En todo caso, en cualquiera de los dos esquemas falta un liderazgo empresarial comprometido con la producción y la inversión en serio. Que no exista en nuestro país un conjunto de fuertes empresas nacionales vinculadas a la explotación y transformación del litio habla de lo poco emprendedor que es el gran empresariado local. El mismo actor que guarda 400.000 millones de dólares fuera de las fronteras del país no es capaz de encabezar un gran negocio con futuro asegurado.
Y también falta, en ambos esquemas, la claridad sobre la importancia de un nuevo diseño institucional que empodere al Estado y lo ponga en condiciones de reasumir un liderazgo efectivo en el desarrollo nacional. Para distribuir riqueza, o para conseguir frutos serios en materia de desarrollo productivo, o el Estado encabeza el esfuerzo nacional dotándolo de una mirada estratégica, o el país se transforma en un piñata de negocios privados que no va en ninguna dirección.
Vivimos en el presente
Lo cierto es que los roces y espadeos internos, que muchos interpretan como cuestiones de personalidad y de vedetismo, no terminan de dar cuenta de los dilemas estructurales que afronta el Frente de Todos.
Evaluados con inteligencia, los señalamientos realizados por Cristina en el Chaco apuntan claramente hacia ganar gobernabilidad y lograr un mejor desempeño oficial: tener
- una Secretaría de Comercio sólida, eficiente, bien respaldada, para poner bajo control el desmadre de precios;
- un Banco Central alerta ante las diversas maniobras semi-delictivas para arrebatarle los dólares de las reservas, acciones corporativas que ponen al gobierno en una situación de precariedad;
- un Poder Judicial reformateado para que no se dedique sistemáticamente a boicotear los intentos regulatorios del Estado, como por ejemplo en las tarifas de los servicios de internet.
No son alusiones destructivas ni ataques personales, sino señalamientos a una gestión que no se puede vanagloriar de que en esas áreas se anoten grandes logros.
Cuando De la Rúa asumió la presidencia, rápidamente los factores de poder comenzaron a tentarlo para que dejara de lado a sus socios de centro izquierda para “gobernar con libertad”, sin los estorbos de los criticones internos. De la Rúa avanzó en esa dirección, dejando de lado no sólo al Frepaso, sino a la propia UCR.

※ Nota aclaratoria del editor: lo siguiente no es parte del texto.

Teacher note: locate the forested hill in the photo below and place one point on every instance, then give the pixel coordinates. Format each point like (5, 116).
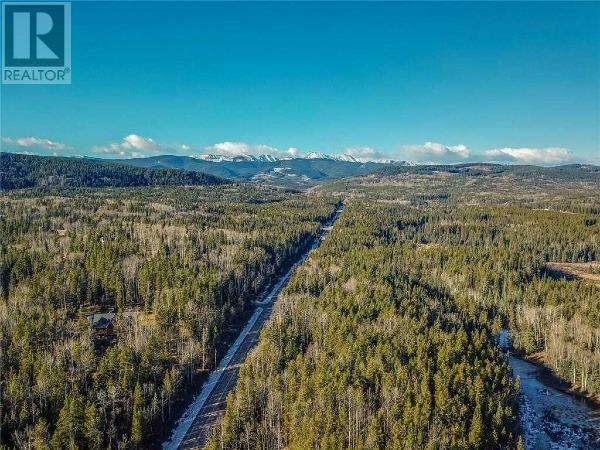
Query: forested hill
(567, 172)
(24, 171)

Los cantos de sirena del establishment parecen tener su capacidad de convicción, y el ex Presidente radical terminó pensando que con el respaldo del FMI, de los banqueros y de AEA las cosas no podían salir mal. De la Rúa creyó eso. El malestar gubernamental de la cúpula delaruísta, que no acertaba en controlar la coyuntura económica —que cabalgaba sobre el esquema inviable de la convertibilidad—, se enfocó en Chacho Álvarez y sus arrebatos centro-izquierdistas, y no en las características del Titanic que le convidaban a conducir hacia su destino conocido.
El actual canto de sirena es el increíble monto de exportaciones que supuestamente tendremos en unos años, si el Estado no se mete hoy con las ganancias de los sectores exportadores.
El pequeño problema es que un boom exportador en 2026 no le da de comer a la población en 2022. Acotamos: quizás tampoco le dé de comer en 2026, si gobierna la derecha.
Otro pequeño problema es que la “macreconomía tranquilizada” no es capaz de sembrar la calma entre los habitantes con ingresos por debajo de la línea de flotación.
Los escenarios futuros que pueden entusiasmar a los economistas o tecnócratas no deberían tapar los escenarios presentes de fuertes carencias, con los que tienen la obligación de conectarse los políticos responsables del Estado nacional.
Vale la pena recordar esto, cuando algunos funcionarios del gobierno proponen que “el que no está de acuerdo que se vaya”, o que tienden a culpar a la actual Vicepresidenta de las dificultades económicas.
Si alguien se siente más irritado con las prudentes advertencias de Cristina que con cierta oligarquía reaccionaria que habita la Argentina y veta las políticas públicas populares, evidentemente perdió la capacidad de auto-análisis, o se equivocó de proyecto político.